Aldrian stayed in the sports for years and years after that. He found himself in the corporate world right after graduating but he didn’t stop there. He would go on to juggle between triathlon and his day job. Up until one day, he realized that without proper coaching, it’s hard for him to bring his game to the next level.
“I was aware of the high cost that could follow up with my decision to take a personal coach with me but I wanted to give it a try. I looked up online and met a Brazilian coach. He was a part of this team at that time. The guy was very knowledgeable, best coach I have ever got without a doubt. Around the same time, I received an offer to join team TIME.”
I enjoyed my time with the team. After three successful years, the founder then decided to go back to his home country and the team eventually went on to shift their focus into developing young talents,” he said in reflection to his time with TIME.

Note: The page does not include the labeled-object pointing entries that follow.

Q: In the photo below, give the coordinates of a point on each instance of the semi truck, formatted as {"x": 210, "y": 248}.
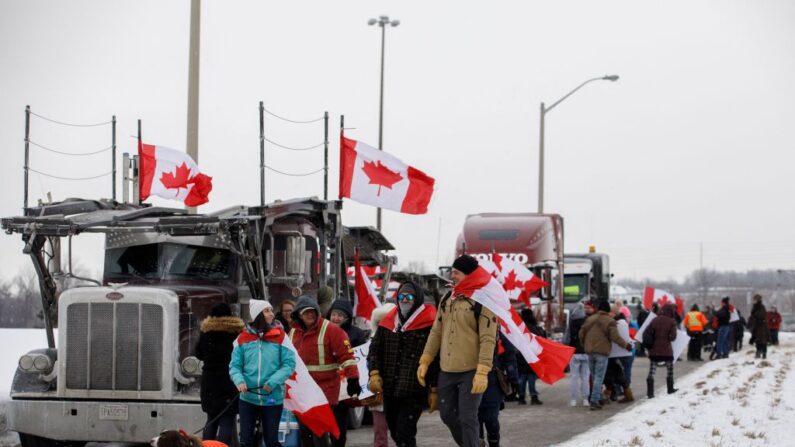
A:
{"x": 122, "y": 365}
{"x": 535, "y": 240}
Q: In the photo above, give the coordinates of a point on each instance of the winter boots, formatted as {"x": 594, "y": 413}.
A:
{"x": 628, "y": 397}
{"x": 670, "y": 382}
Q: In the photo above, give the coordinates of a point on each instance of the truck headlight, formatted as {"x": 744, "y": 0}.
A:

At one point, Aldrian decided to ditch corporate – a field he was in for ten years – for the sport that he loves. He admitted that it wasn’t the easiest of decisions but remained positive about it.

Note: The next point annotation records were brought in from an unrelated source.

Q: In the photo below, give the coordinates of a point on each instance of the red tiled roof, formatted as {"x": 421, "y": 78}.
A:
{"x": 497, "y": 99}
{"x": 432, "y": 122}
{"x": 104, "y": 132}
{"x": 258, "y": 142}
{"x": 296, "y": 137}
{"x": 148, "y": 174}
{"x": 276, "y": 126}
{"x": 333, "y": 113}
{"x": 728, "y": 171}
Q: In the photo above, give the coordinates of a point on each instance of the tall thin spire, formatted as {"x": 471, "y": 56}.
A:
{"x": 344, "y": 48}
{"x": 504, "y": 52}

“A lot of people would ask me whether I am confident with my decision. Thing is, I was very confident because I am a very calculated man. I make only the moves that I believe will lift me up in the end. If it’s unclear or vague, maybe I would wait a little longer until things are clearer and better.
I decided to start coaching. It’s a coincidence that in triathlon, most of the beginners’ weakness is swimming. It is my strength. So starting from there, I decided to plan ahead with my program and tried to pursue this as a business. Thankfully, the reception was positive and the next thing I know is I am already doing things that I want to do faster than my initial expectation.”
His days now are filled with coaching the students at Go Getter Triathlon Squad which he founded, coaching his national athlete wife Serena Yang Chen Yin and training himself for his next challenge. “It gets hard at times but it is 10 times better than being in corporate,” he joked.
It is not too much to say that Aldrian is the epitome of a modern-day free man. He works hard for what he wants and isn’t afraid to face challenges in front of him. He stepped out of his comfort zone for the thing he believed; a rare case in the rather ‘fixed’ current world.